Module: Mesa
Branch: main
Commit: e1c1cdbd5f382bca34c6d8e5728a90274b893dc0
URL:    
http://cgit.freedesktop.org/mesa/mesa/commit/?id=e1c1cdbd5f382bca34c6d8e5728a90274b893dc0

Author: Faith Ekstrand <faith.ekstr...@collabora.com>
Date:   Wed Nov 29 15:09:57 2023 -0600

nvk: Implement vkCmdPipelineBarrier2 for real

We also need to plumb all the same logic into event handling.

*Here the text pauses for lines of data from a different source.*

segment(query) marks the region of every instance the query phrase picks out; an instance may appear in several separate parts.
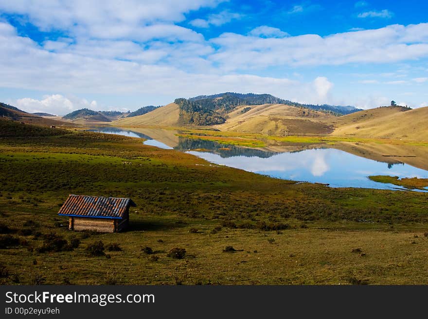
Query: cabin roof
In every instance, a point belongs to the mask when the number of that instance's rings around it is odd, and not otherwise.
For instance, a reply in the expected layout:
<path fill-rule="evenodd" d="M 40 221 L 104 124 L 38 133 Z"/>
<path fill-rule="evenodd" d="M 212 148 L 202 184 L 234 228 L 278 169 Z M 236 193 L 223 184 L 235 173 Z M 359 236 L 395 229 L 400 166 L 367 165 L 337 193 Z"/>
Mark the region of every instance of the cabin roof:
<path fill-rule="evenodd" d="M 136 206 L 129 198 L 70 195 L 58 215 L 95 218 L 121 218 L 129 206 Z"/>

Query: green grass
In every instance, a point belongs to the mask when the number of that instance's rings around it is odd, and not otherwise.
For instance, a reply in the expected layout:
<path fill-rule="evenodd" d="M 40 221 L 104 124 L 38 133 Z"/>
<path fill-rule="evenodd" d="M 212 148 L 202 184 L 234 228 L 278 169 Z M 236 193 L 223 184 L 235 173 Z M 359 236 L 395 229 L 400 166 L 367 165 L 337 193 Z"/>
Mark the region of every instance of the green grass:
<path fill-rule="evenodd" d="M 0 249 L 1 284 L 428 284 L 425 194 L 295 184 L 118 135 L 8 136 L 0 231 L 19 243 Z M 129 229 L 69 231 L 69 194 L 132 198 Z M 38 252 L 51 233 L 80 244 Z M 122 250 L 89 255 L 100 240 Z"/>
<path fill-rule="evenodd" d="M 427 178 L 412 177 L 400 179 L 398 176 L 389 176 L 388 175 L 372 176 L 369 176 L 369 178 L 374 182 L 402 186 L 409 189 L 415 188 L 424 189 L 428 187 L 428 179 Z"/>

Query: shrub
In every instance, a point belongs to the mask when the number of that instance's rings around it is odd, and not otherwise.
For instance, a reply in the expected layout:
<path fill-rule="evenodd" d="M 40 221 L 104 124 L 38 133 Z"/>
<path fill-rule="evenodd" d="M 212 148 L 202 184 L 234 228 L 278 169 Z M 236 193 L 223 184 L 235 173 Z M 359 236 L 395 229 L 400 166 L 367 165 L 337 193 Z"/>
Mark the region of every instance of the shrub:
<path fill-rule="evenodd" d="M 80 239 L 77 238 L 71 238 L 70 240 L 70 245 L 73 248 L 77 248 L 80 245 Z"/>
<path fill-rule="evenodd" d="M 224 227 L 228 227 L 228 228 L 236 228 L 236 224 L 231 220 L 222 220 L 220 222 L 220 224 Z"/>
<path fill-rule="evenodd" d="M 30 285 L 43 285 L 46 279 L 38 274 L 33 274 L 30 279 Z"/>
<path fill-rule="evenodd" d="M 69 244 L 67 239 L 64 239 L 56 234 L 47 234 L 43 237 L 43 244 L 36 249 L 38 252 L 68 252 L 73 250 L 72 245 Z"/>
<path fill-rule="evenodd" d="M 150 261 L 158 261 L 159 260 L 159 257 L 156 255 L 152 255 L 150 257 L 149 257 L 149 260 Z"/>
<path fill-rule="evenodd" d="M 0 249 L 19 246 L 20 243 L 20 240 L 18 237 L 14 237 L 11 235 L 0 235 Z"/>
<path fill-rule="evenodd" d="M 36 227 L 39 226 L 39 224 L 34 220 L 29 219 L 24 223 L 23 226 L 24 227 Z"/>
<path fill-rule="evenodd" d="M 9 270 L 6 266 L 0 264 L 0 278 L 7 278 L 9 277 Z"/>
<path fill-rule="evenodd" d="M 29 236 L 33 234 L 33 230 L 30 228 L 22 228 L 18 232 L 18 235 L 22 236 Z"/>
<path fill-rule="evenodd" d="M 122 249 L 117 243 L 108 244 L 106 246 L 106 249 L 109 252 L 121 252 Z"/>
<path fill-rule="evenodd" d="M 223 250 L 223 252 L 234 252 L 236 250 L 233 248 L 233 246 L 227 246 Z"/>
<path fill-rule="evenodd" d="M 0 234 L 9 234 L 11 232 L 12 230 L 6 224 L 0 223 Z"/>
<path fill-rule="evenodd" d="M 181 259 L 184 257 L 185 254 L 185 249 L 176 247 L 175 248 L 171 248 L 171 250 L 166 254 L 166 255 L 177 259 Z"/>
<path fill-rule="evenodd" d="M 101 240 L 88 245 L 86 251 L 91 256 L 104 256 L 106 254 L 104 252 L 104 244 Z"/>
<path fill-rule="evenodd" d="M 148 246 L 146 246 L 144 248 L 142 248 L 141 250 L 148 255 L 153 253 L 153 250 Z"/>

Part-of: <https://gitlab.freedesktop.org/mesa/mesa/-/merge_requests/26408>

---

 src/nouveau/vulkan/nvk_cmd_buffer.c | 199 ++++++++++++++++++++++++++++++++++--
 src/nouveau/vulkan/nvk_cmd_buffer.h |   8 ++
 src/nouveau/vulkan/nvk_event.c      |   4 +
 3 files changed, 203 insertions(+), 8 deletions(-)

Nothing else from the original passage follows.